How difficult is full link tracking?

The Value of Full Link Tracking

The value of link tracking lies in "correlation", where end users, backend applications, and cloud components (databases, messages, etc.) together form the topology map of the trajectory of link tracking. The wider the coverage of this topology, the greater the value that link tracking can bring. And full link tracking is the best practice solution that covers all associated IT systems and can fully record user behavior, call paths, and states between systems.

Complete full link tracking can bring three core values to the business: end-to-end problem diagnosis, system dependency sorting, and custom tag transmission.

End-to-end problem diagnosis: VIP customers failed to place orders, internal test user requests timed out, and many end user experience issues were traced back to anomalies in backend applications or cloud components. And full link tracing is the most effective means to solve end-to-end problems, and there is no one.

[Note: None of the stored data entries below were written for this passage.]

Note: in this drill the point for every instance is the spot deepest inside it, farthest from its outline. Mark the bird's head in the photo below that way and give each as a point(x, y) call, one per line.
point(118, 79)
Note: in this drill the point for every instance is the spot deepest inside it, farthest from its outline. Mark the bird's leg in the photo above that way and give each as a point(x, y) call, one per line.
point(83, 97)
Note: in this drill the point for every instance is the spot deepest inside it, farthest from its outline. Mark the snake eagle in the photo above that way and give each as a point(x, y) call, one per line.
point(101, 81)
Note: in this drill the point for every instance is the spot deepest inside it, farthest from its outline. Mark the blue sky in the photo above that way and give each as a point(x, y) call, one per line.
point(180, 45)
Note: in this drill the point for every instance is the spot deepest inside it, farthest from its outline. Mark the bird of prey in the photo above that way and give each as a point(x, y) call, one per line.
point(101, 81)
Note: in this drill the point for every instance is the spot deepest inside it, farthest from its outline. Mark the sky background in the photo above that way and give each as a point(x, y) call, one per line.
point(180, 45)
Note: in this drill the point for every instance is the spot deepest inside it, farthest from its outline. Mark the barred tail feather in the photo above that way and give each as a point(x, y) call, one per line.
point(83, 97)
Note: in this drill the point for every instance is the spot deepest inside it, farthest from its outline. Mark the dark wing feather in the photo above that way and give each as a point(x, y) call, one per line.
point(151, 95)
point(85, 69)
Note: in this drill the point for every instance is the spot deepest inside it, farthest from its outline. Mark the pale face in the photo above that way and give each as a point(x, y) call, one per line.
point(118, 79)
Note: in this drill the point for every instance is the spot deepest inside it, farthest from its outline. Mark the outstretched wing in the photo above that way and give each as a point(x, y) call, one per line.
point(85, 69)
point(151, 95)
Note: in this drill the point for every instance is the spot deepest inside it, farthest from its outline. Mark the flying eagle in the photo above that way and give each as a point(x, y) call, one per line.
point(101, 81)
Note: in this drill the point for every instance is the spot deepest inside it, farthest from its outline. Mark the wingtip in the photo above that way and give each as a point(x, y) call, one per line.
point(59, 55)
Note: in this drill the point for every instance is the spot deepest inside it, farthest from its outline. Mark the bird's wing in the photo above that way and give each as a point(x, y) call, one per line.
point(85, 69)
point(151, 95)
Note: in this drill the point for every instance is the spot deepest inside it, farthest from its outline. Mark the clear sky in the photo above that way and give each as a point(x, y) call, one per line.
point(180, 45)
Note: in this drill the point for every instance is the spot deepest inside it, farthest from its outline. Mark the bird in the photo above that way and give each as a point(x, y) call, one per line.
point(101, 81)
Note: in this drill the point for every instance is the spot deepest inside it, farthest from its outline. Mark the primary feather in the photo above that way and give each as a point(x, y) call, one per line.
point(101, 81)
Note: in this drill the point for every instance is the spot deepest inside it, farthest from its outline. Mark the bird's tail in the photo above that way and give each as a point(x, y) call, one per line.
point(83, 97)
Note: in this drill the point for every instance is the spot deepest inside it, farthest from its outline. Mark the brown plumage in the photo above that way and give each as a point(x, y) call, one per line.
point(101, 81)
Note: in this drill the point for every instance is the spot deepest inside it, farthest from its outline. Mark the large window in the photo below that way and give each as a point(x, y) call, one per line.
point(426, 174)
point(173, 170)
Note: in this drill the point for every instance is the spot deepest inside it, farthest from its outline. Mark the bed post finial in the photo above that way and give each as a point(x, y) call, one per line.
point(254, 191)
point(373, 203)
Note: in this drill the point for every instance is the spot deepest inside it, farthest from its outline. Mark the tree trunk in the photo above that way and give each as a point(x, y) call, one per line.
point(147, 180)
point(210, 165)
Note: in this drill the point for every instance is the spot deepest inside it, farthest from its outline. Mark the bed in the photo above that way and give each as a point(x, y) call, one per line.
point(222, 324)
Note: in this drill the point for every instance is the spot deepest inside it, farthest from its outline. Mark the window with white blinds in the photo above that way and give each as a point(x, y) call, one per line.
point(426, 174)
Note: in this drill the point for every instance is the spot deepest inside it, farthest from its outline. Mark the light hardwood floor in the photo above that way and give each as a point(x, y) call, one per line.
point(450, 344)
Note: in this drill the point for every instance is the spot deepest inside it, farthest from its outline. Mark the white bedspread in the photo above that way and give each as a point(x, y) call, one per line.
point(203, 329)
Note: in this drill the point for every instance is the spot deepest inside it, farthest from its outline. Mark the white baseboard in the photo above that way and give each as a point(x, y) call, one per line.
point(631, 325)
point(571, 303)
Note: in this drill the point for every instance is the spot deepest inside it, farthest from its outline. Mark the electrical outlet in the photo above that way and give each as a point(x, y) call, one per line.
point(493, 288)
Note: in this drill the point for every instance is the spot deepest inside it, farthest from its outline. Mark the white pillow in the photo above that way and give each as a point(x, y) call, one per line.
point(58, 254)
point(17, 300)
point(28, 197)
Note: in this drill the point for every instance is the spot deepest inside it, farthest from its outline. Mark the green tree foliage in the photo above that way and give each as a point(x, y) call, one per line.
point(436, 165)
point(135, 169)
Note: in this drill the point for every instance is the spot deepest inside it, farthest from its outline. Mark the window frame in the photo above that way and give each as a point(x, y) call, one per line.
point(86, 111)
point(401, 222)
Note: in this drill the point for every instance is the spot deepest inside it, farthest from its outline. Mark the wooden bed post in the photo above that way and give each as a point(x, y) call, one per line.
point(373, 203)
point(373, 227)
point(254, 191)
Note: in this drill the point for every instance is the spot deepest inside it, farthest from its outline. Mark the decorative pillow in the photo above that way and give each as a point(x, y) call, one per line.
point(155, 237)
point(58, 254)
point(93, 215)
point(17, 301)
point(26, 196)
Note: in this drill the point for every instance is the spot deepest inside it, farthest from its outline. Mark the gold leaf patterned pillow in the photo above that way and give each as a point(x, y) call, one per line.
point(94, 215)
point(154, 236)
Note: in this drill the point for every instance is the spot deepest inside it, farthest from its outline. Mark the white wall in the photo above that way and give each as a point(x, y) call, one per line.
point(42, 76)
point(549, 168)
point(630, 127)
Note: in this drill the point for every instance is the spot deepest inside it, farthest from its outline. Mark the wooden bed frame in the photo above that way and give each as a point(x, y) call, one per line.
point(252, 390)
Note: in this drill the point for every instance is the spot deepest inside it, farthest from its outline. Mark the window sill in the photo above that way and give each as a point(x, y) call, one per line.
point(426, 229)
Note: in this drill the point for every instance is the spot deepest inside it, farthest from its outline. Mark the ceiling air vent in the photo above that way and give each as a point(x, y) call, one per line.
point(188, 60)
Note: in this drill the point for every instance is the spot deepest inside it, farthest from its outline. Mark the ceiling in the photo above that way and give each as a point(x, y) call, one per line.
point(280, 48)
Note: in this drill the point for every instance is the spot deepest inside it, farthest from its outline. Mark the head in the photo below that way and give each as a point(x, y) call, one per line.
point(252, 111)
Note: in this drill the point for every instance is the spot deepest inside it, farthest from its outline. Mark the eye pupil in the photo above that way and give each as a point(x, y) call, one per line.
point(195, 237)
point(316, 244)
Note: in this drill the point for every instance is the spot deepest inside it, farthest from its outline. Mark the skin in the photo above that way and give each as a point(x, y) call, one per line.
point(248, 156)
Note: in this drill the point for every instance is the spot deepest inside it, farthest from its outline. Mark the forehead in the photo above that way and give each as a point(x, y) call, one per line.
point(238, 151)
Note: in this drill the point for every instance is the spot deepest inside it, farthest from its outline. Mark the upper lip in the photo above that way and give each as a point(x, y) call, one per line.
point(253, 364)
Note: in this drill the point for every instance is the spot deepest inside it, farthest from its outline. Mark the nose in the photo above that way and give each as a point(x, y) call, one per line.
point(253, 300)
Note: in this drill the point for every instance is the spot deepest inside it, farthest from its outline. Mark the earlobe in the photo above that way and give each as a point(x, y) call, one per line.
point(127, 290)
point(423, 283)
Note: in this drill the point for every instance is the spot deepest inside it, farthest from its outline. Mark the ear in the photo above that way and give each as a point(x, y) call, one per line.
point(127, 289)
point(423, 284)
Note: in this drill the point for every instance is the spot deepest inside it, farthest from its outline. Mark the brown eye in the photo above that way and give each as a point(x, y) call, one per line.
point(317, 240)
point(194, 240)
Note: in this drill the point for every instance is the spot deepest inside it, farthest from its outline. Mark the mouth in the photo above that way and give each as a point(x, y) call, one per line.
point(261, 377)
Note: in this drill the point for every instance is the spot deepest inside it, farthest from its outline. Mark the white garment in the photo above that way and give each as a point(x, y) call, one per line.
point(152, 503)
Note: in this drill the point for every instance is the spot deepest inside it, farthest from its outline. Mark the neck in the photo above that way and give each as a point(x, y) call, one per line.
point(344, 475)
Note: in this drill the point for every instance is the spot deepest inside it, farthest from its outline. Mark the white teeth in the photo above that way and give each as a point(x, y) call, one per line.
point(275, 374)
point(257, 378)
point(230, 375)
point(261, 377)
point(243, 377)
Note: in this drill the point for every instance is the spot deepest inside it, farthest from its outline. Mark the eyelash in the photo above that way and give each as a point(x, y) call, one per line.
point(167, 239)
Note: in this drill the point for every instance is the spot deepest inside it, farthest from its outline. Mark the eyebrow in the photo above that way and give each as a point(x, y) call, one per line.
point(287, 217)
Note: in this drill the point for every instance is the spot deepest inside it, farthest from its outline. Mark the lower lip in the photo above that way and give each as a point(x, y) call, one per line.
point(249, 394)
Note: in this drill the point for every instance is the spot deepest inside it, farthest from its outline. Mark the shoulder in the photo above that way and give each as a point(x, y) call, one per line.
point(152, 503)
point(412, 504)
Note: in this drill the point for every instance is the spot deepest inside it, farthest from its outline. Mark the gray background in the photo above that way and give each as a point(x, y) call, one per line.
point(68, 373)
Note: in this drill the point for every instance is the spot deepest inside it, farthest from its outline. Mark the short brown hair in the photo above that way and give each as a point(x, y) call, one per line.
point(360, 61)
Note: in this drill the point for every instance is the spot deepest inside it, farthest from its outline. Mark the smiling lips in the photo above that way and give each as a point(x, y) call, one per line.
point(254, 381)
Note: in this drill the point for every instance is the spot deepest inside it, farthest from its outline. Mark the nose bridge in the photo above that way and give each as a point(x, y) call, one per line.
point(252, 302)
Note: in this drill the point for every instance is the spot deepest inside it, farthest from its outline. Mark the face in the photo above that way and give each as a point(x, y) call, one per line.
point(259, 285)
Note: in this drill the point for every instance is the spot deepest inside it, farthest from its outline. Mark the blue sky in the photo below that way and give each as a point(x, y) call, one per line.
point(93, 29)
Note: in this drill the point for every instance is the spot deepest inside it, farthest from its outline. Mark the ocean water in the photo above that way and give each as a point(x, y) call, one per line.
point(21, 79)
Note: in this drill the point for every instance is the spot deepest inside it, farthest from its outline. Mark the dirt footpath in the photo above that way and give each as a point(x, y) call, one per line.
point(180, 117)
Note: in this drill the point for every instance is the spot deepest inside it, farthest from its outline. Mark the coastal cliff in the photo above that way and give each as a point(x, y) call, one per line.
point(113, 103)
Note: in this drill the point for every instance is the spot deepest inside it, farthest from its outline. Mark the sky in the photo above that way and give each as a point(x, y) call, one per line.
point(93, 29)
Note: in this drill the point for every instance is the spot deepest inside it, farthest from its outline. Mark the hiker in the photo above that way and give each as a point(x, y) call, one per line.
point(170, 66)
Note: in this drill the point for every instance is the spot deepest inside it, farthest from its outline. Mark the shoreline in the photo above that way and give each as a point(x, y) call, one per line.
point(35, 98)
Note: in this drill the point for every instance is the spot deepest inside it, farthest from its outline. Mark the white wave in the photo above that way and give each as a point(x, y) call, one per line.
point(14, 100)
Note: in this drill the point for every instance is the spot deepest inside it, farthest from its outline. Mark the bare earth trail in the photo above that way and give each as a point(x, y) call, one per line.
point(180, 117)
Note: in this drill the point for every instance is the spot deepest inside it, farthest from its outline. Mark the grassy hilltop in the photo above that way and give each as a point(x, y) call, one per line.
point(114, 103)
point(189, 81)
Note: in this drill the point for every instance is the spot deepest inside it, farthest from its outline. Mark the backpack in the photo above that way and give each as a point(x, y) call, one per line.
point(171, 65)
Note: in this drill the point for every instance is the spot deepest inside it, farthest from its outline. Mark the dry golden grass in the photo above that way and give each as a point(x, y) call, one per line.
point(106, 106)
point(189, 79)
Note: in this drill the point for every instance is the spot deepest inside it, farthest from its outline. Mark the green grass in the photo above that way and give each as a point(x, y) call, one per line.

Intersystem dependency sorting: New business is launched, old business is abolished, computer room relocation/architecture upgrade, and the dependency relationships between IT systems are complex and beyond the scope of manual sorting. Topology discovery based on full link tracking makes the above scenario decisions more agile and reliable.

Customized tag transmission: full link pressure testing, user level grayscale, order traceability, and traffic isolation. The hierarchical processing and data association based on custom tags have derived a prosperous full link ecosystem. However, once data disconnection or tag loss occurs, it will also trigger unpredictable logical disasters.

Challenges and Solutions for Full Link Tracking

The value of full link tracking is directly proportional to the coverage range, and its challenges are also the same. To ensure maximum link integrity, whether it is front-end applications or cloud components, whether it is Java language or Go language, whether it is public cloud or self built computer rooms, it is necessary to follow the same set of link specifications and achieve data interconnection. The three major challenges in achieving full link tracking are the unification of multilingual protocol stacks, front-end/back-end/cloud (multi) end linkage, and cross cloud data fusion, as shown in the following figure:

1. Unified Multilingual Protocol Stack

In the era of cloud native, multilingual application architectures are becoming increasingly common, and utilizing different language features to achieve optimal performance and research and development experience has become a trend. However, the maturity differences of different languages make it impossible to achieve complete capability consistency in full link tracking. The current mainstream approach in the industry is to ensure that the remote call protocol layer format is unified, and multi language applications implement call interception and context transparency internally, which can ensure the integrity of the basic link data.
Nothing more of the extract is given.